12 November 2017

S Willibrord's Little Rome

The Saints of England, God bless them, do seem rather to tug at our maniples these days as we struggle up to the Altar. There was November 8, preserving a shadow of the old Octave Day as we celebrated in the Ordinariate the very agreeable Feast of All the Saints of England. Last month, the cardinale volante Raymond Burke went to Puginopolis, aka Ramsgate, to seal the Shrine Relic of S Augustine into a splendid new reliquary. Recently we kept the feast of S Willibrord ...

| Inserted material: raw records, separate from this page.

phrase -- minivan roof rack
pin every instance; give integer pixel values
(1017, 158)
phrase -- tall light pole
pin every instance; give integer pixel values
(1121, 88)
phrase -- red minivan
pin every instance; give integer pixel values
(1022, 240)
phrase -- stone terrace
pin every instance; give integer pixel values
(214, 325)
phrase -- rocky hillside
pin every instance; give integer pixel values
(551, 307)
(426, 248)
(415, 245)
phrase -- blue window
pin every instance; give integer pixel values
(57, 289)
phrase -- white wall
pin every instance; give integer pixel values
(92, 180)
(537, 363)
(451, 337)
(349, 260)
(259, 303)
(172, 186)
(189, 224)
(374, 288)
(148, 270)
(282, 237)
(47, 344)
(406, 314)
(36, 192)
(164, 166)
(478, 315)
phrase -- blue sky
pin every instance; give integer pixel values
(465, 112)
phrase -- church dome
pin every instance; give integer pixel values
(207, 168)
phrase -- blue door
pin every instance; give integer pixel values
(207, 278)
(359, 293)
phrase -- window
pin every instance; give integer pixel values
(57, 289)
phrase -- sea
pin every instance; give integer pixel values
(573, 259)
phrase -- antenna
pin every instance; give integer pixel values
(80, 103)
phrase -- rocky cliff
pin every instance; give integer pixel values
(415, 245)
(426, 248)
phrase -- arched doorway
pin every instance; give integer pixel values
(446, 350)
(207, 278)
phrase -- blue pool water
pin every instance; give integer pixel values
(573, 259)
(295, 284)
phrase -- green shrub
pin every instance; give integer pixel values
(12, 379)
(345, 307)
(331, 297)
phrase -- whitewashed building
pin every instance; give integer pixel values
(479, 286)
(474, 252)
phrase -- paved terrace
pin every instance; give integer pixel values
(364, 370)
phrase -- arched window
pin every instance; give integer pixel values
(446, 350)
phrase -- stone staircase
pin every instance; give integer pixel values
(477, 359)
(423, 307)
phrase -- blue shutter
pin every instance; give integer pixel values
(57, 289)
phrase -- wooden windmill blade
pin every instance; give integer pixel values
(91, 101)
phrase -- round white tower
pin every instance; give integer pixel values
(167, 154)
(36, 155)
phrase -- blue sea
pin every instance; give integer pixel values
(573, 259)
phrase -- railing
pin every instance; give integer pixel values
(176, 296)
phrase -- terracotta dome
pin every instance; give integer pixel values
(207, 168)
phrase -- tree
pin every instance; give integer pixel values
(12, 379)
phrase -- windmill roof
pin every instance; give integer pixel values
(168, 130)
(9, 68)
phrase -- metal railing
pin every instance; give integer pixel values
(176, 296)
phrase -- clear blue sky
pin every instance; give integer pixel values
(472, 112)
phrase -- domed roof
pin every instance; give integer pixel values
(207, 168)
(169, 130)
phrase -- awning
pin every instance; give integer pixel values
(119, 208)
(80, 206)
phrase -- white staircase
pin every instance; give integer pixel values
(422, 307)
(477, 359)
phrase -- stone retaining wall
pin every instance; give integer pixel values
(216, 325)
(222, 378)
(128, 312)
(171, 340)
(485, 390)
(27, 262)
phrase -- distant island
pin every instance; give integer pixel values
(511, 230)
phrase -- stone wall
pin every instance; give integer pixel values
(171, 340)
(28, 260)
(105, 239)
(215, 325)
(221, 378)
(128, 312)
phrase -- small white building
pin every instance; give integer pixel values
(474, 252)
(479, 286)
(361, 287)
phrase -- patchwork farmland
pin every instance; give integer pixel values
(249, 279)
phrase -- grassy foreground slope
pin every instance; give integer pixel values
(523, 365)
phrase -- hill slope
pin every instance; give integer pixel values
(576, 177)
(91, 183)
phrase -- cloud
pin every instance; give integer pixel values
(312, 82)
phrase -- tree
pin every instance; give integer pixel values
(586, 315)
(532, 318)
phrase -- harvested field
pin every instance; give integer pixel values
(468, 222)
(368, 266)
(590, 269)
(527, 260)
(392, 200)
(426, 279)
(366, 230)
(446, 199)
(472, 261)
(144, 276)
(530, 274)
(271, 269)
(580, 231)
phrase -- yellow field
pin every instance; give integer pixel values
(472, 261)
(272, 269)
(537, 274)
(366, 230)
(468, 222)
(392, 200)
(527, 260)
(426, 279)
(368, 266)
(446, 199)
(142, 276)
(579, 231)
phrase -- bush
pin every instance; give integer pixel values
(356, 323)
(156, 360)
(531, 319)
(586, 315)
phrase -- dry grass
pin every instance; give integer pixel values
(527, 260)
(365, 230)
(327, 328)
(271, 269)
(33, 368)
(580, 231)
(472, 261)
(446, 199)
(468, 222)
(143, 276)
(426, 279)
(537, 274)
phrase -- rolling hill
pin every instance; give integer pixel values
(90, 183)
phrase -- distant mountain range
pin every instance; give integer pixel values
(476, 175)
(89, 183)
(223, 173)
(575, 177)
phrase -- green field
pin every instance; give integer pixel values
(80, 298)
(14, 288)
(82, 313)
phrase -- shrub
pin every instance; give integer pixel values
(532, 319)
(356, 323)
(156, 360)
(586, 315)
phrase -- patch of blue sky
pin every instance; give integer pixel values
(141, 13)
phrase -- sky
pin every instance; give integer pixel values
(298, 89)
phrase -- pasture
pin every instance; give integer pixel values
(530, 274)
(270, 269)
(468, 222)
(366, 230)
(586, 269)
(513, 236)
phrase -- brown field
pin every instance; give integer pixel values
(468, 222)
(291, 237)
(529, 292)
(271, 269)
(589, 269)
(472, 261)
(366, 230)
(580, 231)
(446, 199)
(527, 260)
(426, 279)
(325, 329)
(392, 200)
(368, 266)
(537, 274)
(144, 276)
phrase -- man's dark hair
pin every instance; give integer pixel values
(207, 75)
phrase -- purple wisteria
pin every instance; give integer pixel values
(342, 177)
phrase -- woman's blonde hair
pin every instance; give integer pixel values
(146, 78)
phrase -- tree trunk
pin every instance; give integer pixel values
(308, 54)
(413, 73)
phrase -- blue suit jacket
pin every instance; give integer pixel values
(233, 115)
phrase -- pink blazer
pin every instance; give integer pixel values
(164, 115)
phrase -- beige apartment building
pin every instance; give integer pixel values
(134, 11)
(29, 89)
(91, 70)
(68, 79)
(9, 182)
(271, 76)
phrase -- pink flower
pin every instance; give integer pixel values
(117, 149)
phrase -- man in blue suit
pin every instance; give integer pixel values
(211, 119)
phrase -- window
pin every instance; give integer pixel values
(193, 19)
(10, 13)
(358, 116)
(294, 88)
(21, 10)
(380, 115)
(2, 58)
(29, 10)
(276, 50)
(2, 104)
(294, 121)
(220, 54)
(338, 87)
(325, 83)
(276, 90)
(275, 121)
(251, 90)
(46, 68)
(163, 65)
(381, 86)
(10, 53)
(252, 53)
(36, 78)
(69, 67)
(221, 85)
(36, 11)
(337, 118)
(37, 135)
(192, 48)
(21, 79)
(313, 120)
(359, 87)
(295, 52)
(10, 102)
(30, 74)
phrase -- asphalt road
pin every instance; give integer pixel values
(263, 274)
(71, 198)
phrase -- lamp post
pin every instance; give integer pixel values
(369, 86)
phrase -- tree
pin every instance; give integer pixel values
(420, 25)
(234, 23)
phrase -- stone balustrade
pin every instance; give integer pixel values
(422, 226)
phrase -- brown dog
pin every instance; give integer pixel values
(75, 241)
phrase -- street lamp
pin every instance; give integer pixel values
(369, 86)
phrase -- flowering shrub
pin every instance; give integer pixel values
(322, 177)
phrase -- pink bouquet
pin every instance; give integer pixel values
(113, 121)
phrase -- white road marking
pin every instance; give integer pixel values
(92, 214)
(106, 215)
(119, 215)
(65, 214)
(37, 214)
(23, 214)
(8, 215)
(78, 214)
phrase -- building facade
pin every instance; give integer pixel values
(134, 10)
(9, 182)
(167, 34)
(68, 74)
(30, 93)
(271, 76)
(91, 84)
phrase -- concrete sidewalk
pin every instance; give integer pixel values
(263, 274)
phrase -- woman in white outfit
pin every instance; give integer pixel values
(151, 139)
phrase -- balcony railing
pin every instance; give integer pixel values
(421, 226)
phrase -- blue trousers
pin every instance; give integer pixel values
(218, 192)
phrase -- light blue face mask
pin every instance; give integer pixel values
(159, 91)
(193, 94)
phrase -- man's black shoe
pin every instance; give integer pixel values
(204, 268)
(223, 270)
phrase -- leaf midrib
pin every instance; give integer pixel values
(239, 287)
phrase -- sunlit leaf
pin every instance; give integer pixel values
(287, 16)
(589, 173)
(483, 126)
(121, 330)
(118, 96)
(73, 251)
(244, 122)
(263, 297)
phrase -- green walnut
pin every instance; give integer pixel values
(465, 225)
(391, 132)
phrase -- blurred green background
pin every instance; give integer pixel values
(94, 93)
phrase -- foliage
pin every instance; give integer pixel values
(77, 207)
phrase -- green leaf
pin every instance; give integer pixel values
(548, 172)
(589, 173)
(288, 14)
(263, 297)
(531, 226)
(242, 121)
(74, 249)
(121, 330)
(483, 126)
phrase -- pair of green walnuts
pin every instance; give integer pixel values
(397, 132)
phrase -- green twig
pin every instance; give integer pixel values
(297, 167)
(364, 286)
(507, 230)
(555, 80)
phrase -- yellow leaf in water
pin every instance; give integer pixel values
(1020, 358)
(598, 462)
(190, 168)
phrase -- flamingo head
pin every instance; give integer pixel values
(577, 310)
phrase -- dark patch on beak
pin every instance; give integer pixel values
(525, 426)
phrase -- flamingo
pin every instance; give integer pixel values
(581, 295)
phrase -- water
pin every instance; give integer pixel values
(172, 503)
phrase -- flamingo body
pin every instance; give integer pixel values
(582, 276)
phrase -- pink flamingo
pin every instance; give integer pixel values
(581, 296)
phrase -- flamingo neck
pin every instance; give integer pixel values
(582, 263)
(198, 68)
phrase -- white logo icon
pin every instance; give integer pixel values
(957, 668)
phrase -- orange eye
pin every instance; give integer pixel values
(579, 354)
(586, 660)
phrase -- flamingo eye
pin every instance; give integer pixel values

At a time (597) when the Roman Rite was, fairly simpliciter, the Rite of Rome, the Augustinian Roman Mission planted Little Romes in England; places where the dedications of churches mirrored those of Rome; where the Liturgy was Roman; where the education was Roman. A second wave of missions took this Anglo-Saxon Romanita across to Northern Europe. Which is why S Willibrord, via Northumberland and Ireland, ended up being consecrated Archbishop of the Frisians by Pope S Sergius I, and setting up his cathedra at Utrecht.

Those Anglo-Saxon Churches were comfortably, even aggressively, papalist; which makes it all the more preposterous that (for example) an Anglican 'Society', designed to shelter those who disdained Pope Benedict's gracious ecumenical offer, should award itself the patronage of S Wilfrid! S Willibrord was similarly kidnapped much earlier by a group advocating close links between the schismatic Dutch 'Old Catholic Church' (now depressingly ultra-liberal, but possessed of orders regarded by Rome as valid), and the Church of England.

This link produced an initiative in the 1930s designed to circumvent the condemnation of Anglican Orders by the Bull Apostolicae curae of Leo XIII. By mutual interconsecrations, the 'Old Catholic' and English Anglican episcopates were ... this was the explicit intention ... woven together into one "so that even the strictest romanist will not be able to doubt Anglican Orders". The C of E, half a century later, gave up this ingeniously intricate attempt to render its priestly orders equivalent to those of the Catholic Church; it formally declared that its own orders were, after all that trouble, despite all the ink spilt rebutting Leo XIII, worth no more than those of Methodists and Lutherans! Yes; it is a strange body!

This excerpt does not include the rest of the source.